Бедная кисть моя! Лежи в бездействии, покрытая пылью: я долго не прикоснусь к тебе. Бог с тобою! ты ни разу не доставила мне таких благодатных минут!
Князь несколько раз шутя замечал мне, что во мне он находит все признаки истинных художников и между прочим необыкновенное рассеяние.
- У кого беспрестанно носятся в голове различные мысли и образы, тому немудрено быть рассеянным, - сказал он мне. - Я это совершенно понимаю.
У меня мысли и образы! Если бы он знал, что у меня нет другой мысли, кроме мысли о ней, о его дочери; что передо мною нет другого образа, кроме ее…
Рябинин исподтишка, кажется, посмеивается надо мною; сидя же со мною наедине, он уже не читает мне проповедей, но молча помахает головой и порой, грозя пальцем, произносит с расстановкою:
- Странно! тебя и узнать нельзя; ты стал ни на что непохож.
В Английском клубе он свел знакомство с одним из самых толстых московских франтов, который замечателен своим париком a la moujik, отлично сделанным, и своим необычайным знанием в гастрономии. Этот господин - толстый франт, у себя дома обедает от пятого до девятого часа, а в клуб приезжает обедать, когда все выходят из-за стола, и полвечера остается в столовой зале.
- Люблю его, - говорит Рябинин, - ест славно, с аппетитом; на него смотреть любо. Какой у него ростбиф! а вина, вина - каких нет в целой Москве! Чудесный человек!.. Такими людьми пренебрегать не должно: еда - не последнее в жизни…
Привычка мистифицировать у Рябинина дошла до такой степени, что он, забываясь, говорит и со мной так же, как с людьми малознакомыми, которых он хочет удивлять и поражать.

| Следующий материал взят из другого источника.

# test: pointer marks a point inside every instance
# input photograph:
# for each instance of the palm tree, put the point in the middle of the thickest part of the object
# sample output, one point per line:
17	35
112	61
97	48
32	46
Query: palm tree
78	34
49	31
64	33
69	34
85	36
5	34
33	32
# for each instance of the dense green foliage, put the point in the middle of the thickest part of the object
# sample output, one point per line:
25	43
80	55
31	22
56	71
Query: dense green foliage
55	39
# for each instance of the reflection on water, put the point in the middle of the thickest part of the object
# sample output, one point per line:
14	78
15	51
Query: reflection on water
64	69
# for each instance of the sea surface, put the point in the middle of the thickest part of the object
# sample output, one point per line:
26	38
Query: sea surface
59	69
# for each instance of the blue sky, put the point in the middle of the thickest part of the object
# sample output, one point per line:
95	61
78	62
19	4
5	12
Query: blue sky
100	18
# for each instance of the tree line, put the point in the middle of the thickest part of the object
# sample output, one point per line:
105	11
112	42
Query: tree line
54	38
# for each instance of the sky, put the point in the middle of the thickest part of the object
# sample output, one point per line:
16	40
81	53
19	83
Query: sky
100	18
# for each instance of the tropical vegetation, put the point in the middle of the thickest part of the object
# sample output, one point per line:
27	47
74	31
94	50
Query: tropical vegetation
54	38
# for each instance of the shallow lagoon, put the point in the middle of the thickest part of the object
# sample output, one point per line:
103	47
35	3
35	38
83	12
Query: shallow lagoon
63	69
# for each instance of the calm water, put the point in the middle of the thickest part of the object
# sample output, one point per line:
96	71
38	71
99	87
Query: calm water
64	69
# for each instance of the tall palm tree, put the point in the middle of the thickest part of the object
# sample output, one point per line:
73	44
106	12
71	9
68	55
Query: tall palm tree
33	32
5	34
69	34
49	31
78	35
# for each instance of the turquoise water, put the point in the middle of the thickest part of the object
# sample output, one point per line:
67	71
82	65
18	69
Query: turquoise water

Он ничего не знает о нашей литературной переписке с княжною. На первый листок ее ко мне о Ламартине я отвечал ей предлинным посланием и после того получил от нее три письма. Я могу назвать эти листки ее, адресованные ко мне, письмами. Не так ли? В них идет речь не об одной литературе. Она так добра, что делает часто отступления от главного предмета, и сколько прекрасного, поэтического в этих отступлениях… В них виден ее свободный, самостоятельный дух, ее независимость от пошлых светских мнений. Некоторые строчки заставляют меня крепко задумываться; я вчитываюсь в них - и то, что живет во мне, как предчувствие, как возможность, начинает будто осуществляться, переходит в явление действительное. Я не убежден, что она любит меня, но не сомневаюсь в том, что она отличает меня от других. Я счастлив, слишком счастлив, и в самые страшные минуты недоумения я все счастлив… она отличает меня от других!..
Теперь не нужна мне эта известность, которой добивался я изо всех сил, не нужна мне и слава, некогда в жарких юношеских грезах являвшаяся мне во всей лучезарности. Все это так бедно, жалко и ничтожно! Если бы она сказала мне:
"Брось, свое искусство, я не хочу, чтобы ты был живописец, иди за мною", - я бросил бы все и пошел за нею. Любить - высшее назначение в жизни… Да… Но я слышу твой голос, ты мне произносишь свой тяжкий приговор, ты изгоняешь меня из светлой храмины искусств… Погоди, друг… Может быть, я еще не в состоянии отказаться от искусства; может быть, все, что я сказал тебе сию минуту, ложь, - не верь мне. Расстанусь ли я навсегда с моею кистью? Нет! В Италии, обновленный, примусь я за нее снова и не обману тех надежд, которые ты, друг, возлагал на меня, помнишь ли? давно, давно… Обо Мне опять заговорят…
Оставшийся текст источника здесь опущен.